By: Jana Greene
I’d written the post I’d set out to write for the blog, but hesitated to hit “publish”.
It was a pretty raw piece about addiction and motherhood; two things I have experience with that often end up awkward bedfellows in my writing. Addiction and motherhood don’t belong in a single story, but long ago they had an affair, and the resulting lovechild was a story about my grieving choices I had made but reveling in the grace of Christ.
Still staring at the glow of the laptop screen. Perhaps I shouldn’t put this ‘out there’, I thought, finger hovering over the enter button.
Some Christians will be offended. They will judge me twice; once for being the person I was, and again for admitting to being that person. They might think I am playing fast and loose with the Gospel of Jesus Christ, a poor representation of a Christian.
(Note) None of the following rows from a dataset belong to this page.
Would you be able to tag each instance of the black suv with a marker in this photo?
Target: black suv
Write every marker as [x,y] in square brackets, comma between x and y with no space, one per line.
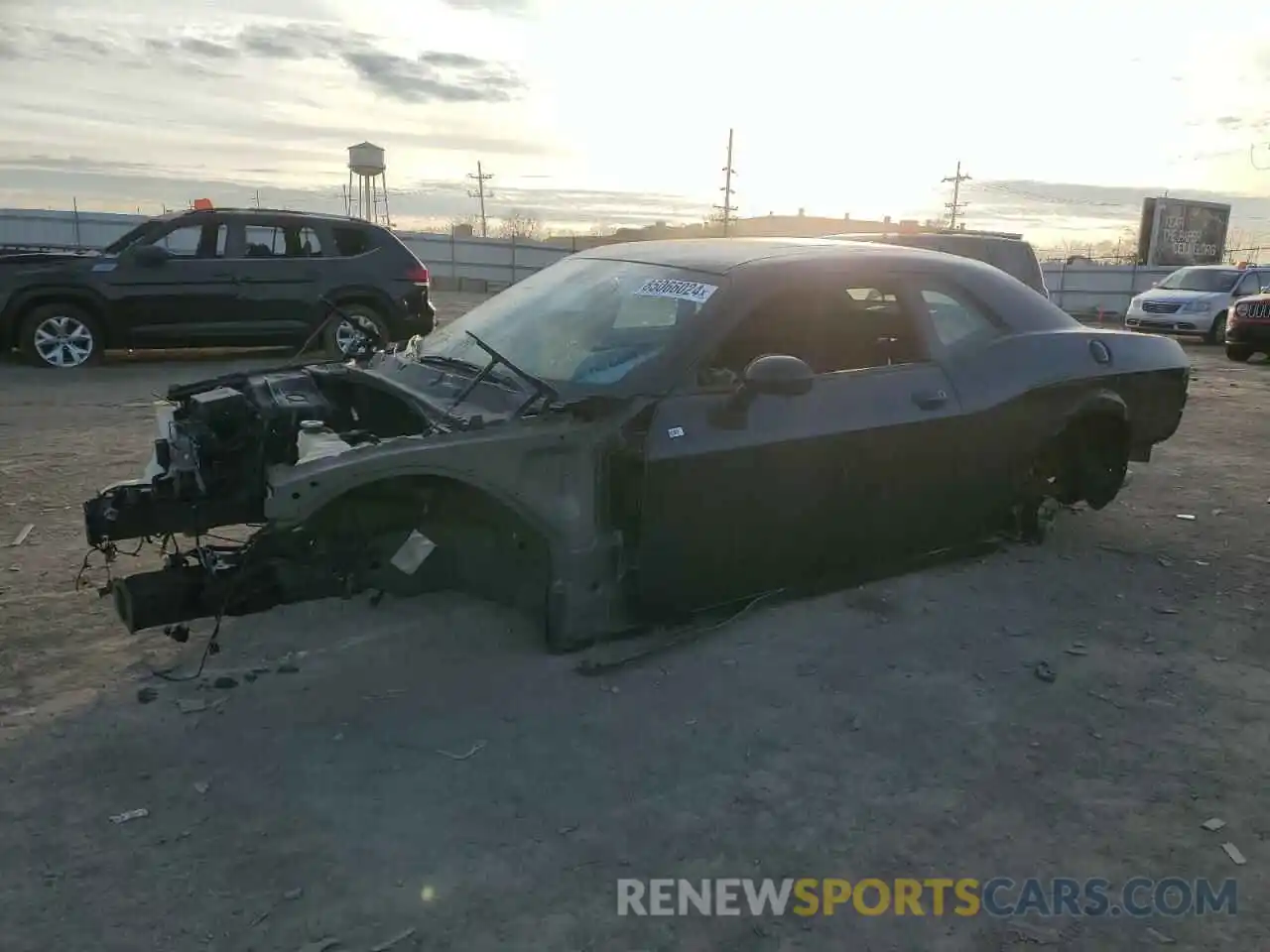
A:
[225,277]
[1008,253]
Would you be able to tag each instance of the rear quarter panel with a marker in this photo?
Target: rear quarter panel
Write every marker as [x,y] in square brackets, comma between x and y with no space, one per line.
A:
[1021,390]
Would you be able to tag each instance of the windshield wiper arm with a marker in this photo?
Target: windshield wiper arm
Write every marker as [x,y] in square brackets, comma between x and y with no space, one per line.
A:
[540,388]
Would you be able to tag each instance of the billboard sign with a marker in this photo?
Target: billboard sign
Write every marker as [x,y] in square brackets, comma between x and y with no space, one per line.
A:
[1176,232]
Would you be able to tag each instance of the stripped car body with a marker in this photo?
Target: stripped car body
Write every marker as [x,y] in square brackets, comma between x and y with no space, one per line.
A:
[643,429]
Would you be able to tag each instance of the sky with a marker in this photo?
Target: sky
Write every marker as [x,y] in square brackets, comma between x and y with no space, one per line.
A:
[593,113]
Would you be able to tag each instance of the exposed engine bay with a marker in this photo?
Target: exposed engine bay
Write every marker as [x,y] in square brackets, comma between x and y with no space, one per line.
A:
[218,440]
[257,449]
[220,449]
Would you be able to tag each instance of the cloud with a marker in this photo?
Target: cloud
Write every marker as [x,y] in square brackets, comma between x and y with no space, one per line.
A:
[499,7]
[417,81]
[432,76]
[128,185]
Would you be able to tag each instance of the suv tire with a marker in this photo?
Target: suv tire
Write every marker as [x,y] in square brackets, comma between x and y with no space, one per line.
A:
[62,335]
[1238,353]
[339,335]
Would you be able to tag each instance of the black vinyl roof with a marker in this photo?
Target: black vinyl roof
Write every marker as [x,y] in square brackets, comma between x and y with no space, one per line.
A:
[721,255]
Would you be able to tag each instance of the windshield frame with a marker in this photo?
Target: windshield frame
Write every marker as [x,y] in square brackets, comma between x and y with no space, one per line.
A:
[1237,276]
[656,375]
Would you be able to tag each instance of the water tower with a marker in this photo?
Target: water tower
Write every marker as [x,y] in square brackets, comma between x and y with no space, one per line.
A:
[367,190]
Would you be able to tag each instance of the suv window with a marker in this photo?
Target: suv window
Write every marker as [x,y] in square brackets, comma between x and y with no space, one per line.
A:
[350,241]
[203,240]
[262,241]
[281,241]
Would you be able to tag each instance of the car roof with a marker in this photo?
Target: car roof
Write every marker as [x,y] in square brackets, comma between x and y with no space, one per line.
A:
[985,236]
[721,255]
[246,212]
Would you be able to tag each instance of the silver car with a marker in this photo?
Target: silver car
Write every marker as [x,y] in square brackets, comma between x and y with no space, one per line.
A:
[1196,299]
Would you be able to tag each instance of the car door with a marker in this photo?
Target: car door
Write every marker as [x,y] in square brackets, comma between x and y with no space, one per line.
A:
[980,447]
[798,484]
[178,299]
[278,266]
[894,416]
I would never want to do that.
And – far more importantly – what about those who don’t know Jesus yet?
Still, I can’t shake the urgency to write about these things, to ‘put them out there’. So I pray….
”God, first let me do no harm.” A spiritual Hippocratic Oath of sorts –“ let me do no harm to Your name”.
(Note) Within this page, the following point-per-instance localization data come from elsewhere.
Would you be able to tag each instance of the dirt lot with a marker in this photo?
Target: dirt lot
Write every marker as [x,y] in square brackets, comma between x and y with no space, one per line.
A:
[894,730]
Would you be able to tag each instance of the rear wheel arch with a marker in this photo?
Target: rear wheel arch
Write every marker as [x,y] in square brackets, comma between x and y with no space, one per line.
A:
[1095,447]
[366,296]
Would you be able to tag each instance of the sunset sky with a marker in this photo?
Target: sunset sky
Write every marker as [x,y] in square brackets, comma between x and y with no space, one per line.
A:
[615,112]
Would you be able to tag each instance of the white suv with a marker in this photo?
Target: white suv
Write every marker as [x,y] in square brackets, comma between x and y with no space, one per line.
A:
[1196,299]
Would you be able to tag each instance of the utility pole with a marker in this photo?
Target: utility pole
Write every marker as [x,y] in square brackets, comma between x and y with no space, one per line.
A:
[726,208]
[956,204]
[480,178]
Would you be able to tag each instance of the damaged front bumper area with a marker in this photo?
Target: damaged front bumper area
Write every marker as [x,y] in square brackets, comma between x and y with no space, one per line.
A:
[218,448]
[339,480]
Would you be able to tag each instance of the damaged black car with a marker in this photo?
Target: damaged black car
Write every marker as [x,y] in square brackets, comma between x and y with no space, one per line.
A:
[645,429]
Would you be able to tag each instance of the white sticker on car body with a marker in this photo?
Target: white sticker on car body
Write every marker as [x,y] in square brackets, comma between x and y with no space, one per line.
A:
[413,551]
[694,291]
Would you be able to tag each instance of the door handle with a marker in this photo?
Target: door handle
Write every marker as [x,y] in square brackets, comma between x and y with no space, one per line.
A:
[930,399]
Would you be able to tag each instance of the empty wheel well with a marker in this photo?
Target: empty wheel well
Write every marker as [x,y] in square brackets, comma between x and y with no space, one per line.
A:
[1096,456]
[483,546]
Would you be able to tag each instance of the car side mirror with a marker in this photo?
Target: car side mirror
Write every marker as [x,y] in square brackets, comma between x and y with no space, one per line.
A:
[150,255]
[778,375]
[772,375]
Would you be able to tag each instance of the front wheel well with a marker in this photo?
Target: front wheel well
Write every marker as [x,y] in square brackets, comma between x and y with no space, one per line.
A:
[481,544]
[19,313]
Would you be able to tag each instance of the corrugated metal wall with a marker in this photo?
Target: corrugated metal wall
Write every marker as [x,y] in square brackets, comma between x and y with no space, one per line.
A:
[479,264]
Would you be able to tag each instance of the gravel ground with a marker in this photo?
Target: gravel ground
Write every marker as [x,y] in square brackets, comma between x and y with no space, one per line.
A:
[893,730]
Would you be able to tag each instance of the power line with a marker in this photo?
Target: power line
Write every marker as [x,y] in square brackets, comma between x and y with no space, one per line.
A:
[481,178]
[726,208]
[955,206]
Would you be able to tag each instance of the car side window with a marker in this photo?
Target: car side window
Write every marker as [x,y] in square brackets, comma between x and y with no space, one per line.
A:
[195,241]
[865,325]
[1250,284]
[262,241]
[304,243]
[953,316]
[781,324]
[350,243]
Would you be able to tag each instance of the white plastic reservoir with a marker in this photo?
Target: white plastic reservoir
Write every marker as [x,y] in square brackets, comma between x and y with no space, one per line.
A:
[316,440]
Be the beggar, I feel Him saying. Stop trying to “bake”…..
Sometimes, writing, I feel like a rebel deserter of my formerl self; a New Creation counting on Christ to do the jousting because I am rusty from old war injuries. A grateful and humble flawed veteran…not measuring up to what the world thinks a Christian should always be, but gratefully not of this world.
Old war stories sometimes need to be told, and telling half-truths distorts history.
I press the Enter button to Publish. And revel in the grace of Christ.